The protests in the country have drawn comparisons to what is popularly referred to as the Milk Tea Alliance, a movement pushing for democratic change in Thailand, Taiwan and Hong Kong.
Farrelly said taking on the might of the Myanmar military was never easy, so “it helps to have strong allies and friends”. However, he added that young people in the country were aware that their counterparts in Hong Kong and Thailand had taken on “well-entrenched and often brutal regimes” and had fought “losing battles”.
While the military has restricted online communications, Farrelly said the first few weeks of widespread protests against the coup had shown that there was no loss of momentum simply because the army “had switched off the internet”.

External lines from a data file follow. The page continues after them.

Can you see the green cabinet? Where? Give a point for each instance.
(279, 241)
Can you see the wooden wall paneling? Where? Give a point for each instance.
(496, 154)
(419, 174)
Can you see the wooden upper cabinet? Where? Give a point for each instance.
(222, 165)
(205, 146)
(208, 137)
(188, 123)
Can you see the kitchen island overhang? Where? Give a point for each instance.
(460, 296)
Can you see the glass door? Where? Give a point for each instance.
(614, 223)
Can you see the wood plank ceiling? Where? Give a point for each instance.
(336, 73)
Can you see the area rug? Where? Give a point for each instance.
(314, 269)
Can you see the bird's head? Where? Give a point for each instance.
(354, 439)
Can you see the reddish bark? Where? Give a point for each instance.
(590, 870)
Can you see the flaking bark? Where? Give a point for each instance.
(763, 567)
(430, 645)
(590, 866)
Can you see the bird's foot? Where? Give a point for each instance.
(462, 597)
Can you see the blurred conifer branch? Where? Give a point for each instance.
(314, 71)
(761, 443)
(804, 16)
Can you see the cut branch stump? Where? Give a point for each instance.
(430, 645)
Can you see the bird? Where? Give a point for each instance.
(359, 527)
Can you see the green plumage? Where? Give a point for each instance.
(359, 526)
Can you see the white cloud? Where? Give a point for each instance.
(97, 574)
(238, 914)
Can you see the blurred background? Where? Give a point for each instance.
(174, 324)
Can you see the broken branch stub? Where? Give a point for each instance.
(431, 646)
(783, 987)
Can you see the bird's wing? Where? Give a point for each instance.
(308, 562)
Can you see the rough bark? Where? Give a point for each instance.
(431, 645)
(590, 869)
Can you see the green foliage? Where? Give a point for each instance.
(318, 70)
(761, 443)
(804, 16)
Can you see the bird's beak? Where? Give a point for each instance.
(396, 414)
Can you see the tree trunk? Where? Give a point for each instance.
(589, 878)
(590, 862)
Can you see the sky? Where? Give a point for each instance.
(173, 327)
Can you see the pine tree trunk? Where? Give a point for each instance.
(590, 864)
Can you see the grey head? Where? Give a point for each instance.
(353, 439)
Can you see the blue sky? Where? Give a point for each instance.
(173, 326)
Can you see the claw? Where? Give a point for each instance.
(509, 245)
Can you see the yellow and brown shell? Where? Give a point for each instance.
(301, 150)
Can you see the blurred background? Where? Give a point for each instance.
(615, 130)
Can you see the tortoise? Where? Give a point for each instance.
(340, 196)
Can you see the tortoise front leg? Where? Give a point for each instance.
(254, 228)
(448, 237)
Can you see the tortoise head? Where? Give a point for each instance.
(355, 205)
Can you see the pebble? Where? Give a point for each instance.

“People are now understandably angry that the information is being limited by the junta in such a self-serving manner,” he said. “Of course, this generation of Myanmar protesters are savvy about technology and can make use of it even under these dire conditions.”
Yangon residents patrol neighbourhoods overnight amid fears of arrests following coup
‘DAY AND NIGHT PRESSURE’
Sonny Swe, CEO of Frontier Myanmar Weekly Magazine, said while it had been a fortnight since the coup, the tempo of protests was still high – even if there were fewer people on the streets on Monday due to the military’s “day and night pressure on demonstrators”.

“I’m sure [the demonstrators] will go as far as possible,” he said, adding that he feared the military would do likewise as it was a “do-or-die situation for army chief Min Aung Hlaing”, the general who seized power from the National League of Democracy (NLD) headed by Suu Kyi.
Swe added that Sunday night’s eight-hour internet blackout, the second since the coup, had “another huge negative impact on the citizen and economy”.
May Sabe Phyu, director of the Yangon-based Gender Equality Network, said the internet shutdown had created fear and insecurity as people were unable to contact and communicate with those outside the country – and that people would get angrier if it continued.
Myanmar coup: thousands protest amid fear of night arrests, security patrols
She said young people and protesters would go on until the military leaders returned power to the NLD. “How long it will take we don’t exactly know, but we will fight until we win.”
On the association with the Milk Tea Alliance, Phya said it was helpful for the movement as the regional support and the people power it generated would apply further pressure on the military.
“The space for the junta is now getting narrower since people are united regionally and globally [against the coup),” she said, adding that the military should be censured internationally. “The world should not just sit back and watch innocent people killed by the military.”
However, Farrelly from the University of Tasmania said in the past, the country’s generals had proved unresponsive to international pressure, whether in terms of sanctions, threats, or criticism.
Thammasat University’s Thame said the military was aware that a bloody crackdown such as those that took place in 1988 and 2007 “would hasten nascent revolutionary conditions”.
“That’s why they are taking a leaf out of the playbook of more sophisticated authoritarian states such as those of China and Thailand with the cybersecurity bill,” he said, referring to the first piece of legislation the army is looking to pass. Human Rights Watch said the bill would give authorities “sweeping powers to access user data, block websites, order internet shutdowns and imprison critics and officials at non-complying companies”.
Su-Ann Oh, a visiting fellow of the Myanmar Studies Programme at Singapore’s ISEAS-Yusof Ishak Institute, wrote in an article published by the institute on Monday that the ongoing anti-coup protests were qualitatively different and posed a bigger challenge to Myanmar’s military rulers than earlier protest movements.
She said the scale and nature of the ongoing civil disobedience were unprecedented due to economic changes over the past decade, such as increasing urbanisation and expanded opportunities for political participation.
“The NLD, other political parties, and civil society organisations have spent this time organising the public, which now believes more strongly that they can make a difference politically,” Oh wrote.